Epaminondas saiu tranqüilamente. Voltou à vida de antes, embora com uma variante. Arranjou uma companheira igualzinha a ele. Altura, físico, simpática e simples. Pareciam irmãos gêmeos. A vidoca era a mesma, comer, dormir, passear.
Certo dia Epaminondas pediu a um amigo de seu sobrinho. Que conhecia muito bem a sua história.
- Dou não, seu velhinho preguiçoso. Pensa que não sei que largou a propriedade que lhe foi dada de mão beijada. Vá trabalhar.
- Dê se quiser, mas não me venha com sermão. E sabe de uma coisa. Sou mais feliz do que o senhor. Não faço nada. Não tenho preocupações. Durmo à beira das estradas em qualquer sombra, nos outões das casas, ninguém mexe comigo. O senhor, com a sua riqueza toda, dorme debaixo de sete chaves, assustado e às vezes nem dorme com medo. Não troco minha vida pela sua, tá bom? Pois é assim. Dê se quiser. Pode guardar a sua riqueza e deixe Epaminondas com a sua preguiça. Vamos ver quem vive mais. Nunca tive uma dor de cabeça. Até logo.
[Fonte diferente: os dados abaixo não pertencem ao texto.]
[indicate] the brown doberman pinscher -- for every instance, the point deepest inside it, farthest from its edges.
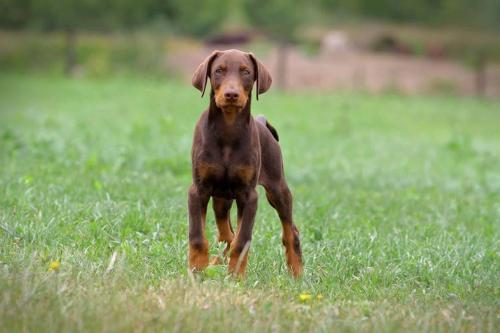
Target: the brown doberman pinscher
(233, 152)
O parzinho simpático estava sempre nas ruas centrais da cidade. Não gostava de subúrbios. A convivência com gente de classe era o seu fraco. Epaminondas sempre foi um pedinte modesto. Sua forma de pedir também era simpática e deixava a pessoa à vontade – Pode dar uma ajudazinha a Epaminondas? E sem cara de tristeza. E por isso quase todos davam. Sabia onde comia. Cada casa uma vez durante a semana. Não pesava a ninguém. Agora com a mulherzinha, usava a tática de almoçar duas vezes quando a comida era pouca para os dois.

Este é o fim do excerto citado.